Section 5. Indemnification. A program must agree to indemnify and hold harmless the state from all claims brought that are in any manner based on an act of the third-party testing program or third-party testers in the performance of testing duties.

Section 6. Use of certified third-party testers. The testing program must only allow certified third-party testers to conduct tests. The program must maintain a copy of each tester’s certificate.

Section 7. Third-party tester qualifications. An individual must apply to the commissioner to become a certified third-party tester. The requirements for becoming a third-party tester are specified. A third-party tester may work for more than one program, but must be certified separately for each program. To maintain certification, the tester must conduct a minimum number of tests per year, submit to evaluations, attend required trainings, submit reports, and keep certain records. The commissioner is prohibited from imposing any additional criteria or requirements.

Section 8. Certificates and letter of approval. The commissioner must issue a certificate to each approved third-party tester. The program must keep a copy of each tester’s certificate on file. The certificate is effective for four years. A tester must not conduct road tests without a valid certificate.

Section 9. Test proof. A third-party testing program must provide a record of the exam to an individual who has passed a road test. The record must be presented at the time of application for a driver’s license.

Section 10. Audits. A third-party testing program must allow representatives of the commissioner to conduct random examinations, inspections, and audits of the tests without prior notice. At least annually, the commissioner must be permitted to examine the administration of tests. 

Section 11. Test administration. Third-party testers must meet the same requirements as state testers. The commissioner is prohibited from imposing additional test administration criteria or requirements on third-party testers. A third-party tester is prohibited from delegating testing to another person; testing a relative; testing anyone with a physical disability who may need an individualized restriction added to the person’s license; or testing anyone who has not completed all required coursework or training.

Section 12. Record keeping; reporting requirements. A third-party testing program must maintain specified records relating to tests performed and the testers employed by the program. The program must report annually to the commissioner on the number of tests administered by the program. The program and testers are subject to the Data Practices Act.

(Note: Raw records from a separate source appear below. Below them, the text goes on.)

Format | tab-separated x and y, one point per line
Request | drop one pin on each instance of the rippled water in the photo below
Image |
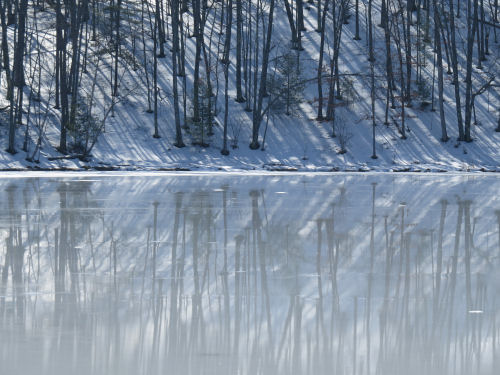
227	274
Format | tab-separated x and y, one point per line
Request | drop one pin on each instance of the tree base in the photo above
254	145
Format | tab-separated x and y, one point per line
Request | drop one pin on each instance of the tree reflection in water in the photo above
346	274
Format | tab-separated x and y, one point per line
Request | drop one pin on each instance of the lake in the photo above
249	274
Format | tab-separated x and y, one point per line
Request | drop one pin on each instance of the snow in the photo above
296	142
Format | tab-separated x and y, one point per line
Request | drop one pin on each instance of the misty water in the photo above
237	274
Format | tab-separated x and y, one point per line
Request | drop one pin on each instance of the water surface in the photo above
302	274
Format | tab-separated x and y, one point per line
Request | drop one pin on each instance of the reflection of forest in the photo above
254	275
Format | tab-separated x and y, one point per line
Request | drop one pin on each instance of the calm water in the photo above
342	274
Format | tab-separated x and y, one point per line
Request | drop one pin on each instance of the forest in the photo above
82	78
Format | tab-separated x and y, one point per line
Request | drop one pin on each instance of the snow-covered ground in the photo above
292	142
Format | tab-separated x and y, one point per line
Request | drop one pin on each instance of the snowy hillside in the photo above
124	128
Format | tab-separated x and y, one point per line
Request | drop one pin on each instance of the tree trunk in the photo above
257	115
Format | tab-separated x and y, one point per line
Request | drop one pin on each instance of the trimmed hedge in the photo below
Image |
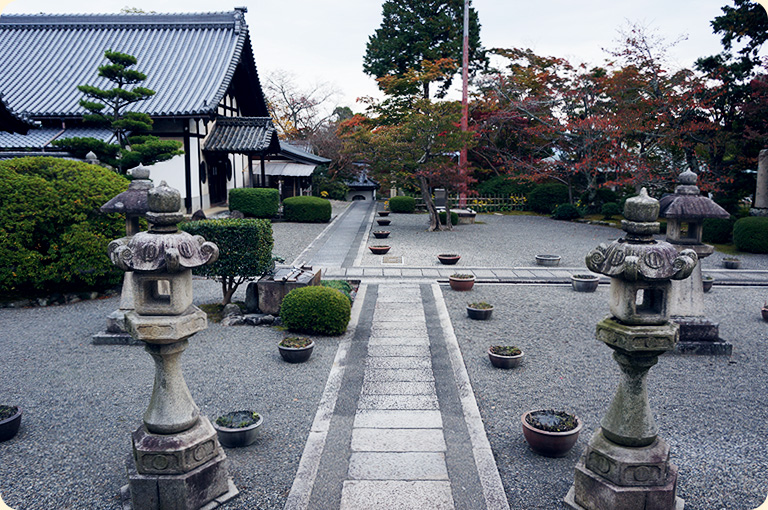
52	236
717	230
316	310
751	234
256	202
403	204
546	197
307	209
566	212
454	218
245	250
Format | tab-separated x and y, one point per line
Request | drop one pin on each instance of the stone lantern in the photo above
177	462
686	211
133	203
626	465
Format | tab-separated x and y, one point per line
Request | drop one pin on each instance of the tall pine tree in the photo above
414	31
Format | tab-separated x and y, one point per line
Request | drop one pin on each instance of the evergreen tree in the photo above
415	31
108	108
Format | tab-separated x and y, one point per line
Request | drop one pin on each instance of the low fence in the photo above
483	203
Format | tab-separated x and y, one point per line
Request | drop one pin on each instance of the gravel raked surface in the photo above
81	402
711	409
504	241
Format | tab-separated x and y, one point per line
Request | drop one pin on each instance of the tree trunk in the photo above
434	221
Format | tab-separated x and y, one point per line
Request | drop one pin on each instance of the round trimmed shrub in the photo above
751	234
546	197
610	209
315	310
404	205
54	239
307	209
566	212
454	218
256	202
717	230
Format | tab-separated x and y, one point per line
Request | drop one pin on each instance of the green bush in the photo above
245	250
402	204
546	197
717	230
751	234
342	286
566	212
315	310
307	209
610	209
454	218
256	202
52	236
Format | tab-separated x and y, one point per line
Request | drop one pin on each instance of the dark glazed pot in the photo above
379	250
479	314
449	259
296	354
550	444
461	284
10	426
237	437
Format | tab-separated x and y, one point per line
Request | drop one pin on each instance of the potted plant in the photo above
379	249
10	420
461	282
296	349
551	433
548	260
505	356
479	311
238	428
448	259
584	282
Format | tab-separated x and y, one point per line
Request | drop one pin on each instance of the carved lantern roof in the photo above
164	248
638	256
688	203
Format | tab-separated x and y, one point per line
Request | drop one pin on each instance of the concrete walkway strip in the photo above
493	490
301	490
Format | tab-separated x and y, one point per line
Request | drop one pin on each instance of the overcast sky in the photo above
324	40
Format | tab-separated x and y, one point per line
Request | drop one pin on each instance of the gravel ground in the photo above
711	409
81	402
506	241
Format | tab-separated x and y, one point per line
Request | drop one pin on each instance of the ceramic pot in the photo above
548	260
296	354
461	284
237	437
584	283
480	314
550	444
449	259
379	250
499	361
10	426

Section 13. Notification requirements. The program must ensure that the commissioner is notified when there are changes in the program or testers employed by the program or when there are changes to the test route.

Section 14. Denial, cancellation, or suspension of program or tester certificate. The commissioner may deny an application for a program or tester if the applicant does not qualify. The commissioner may cancel the approval of a program or tester for specified reasons. The commissioner may also issue correction orders. The program or tester can appeal a cancellation or correction order either to the commissioner or by initiating a contested case proceeding. If a correction order is appealed, the commissioner must not enforce the order until the appeal is complete.

Section 15. Implementation. The commissioner of public safety must implement the requirements of this act within existing resources and using existing staff.

Section 16. Effective date. This act is effective August 1, 2020.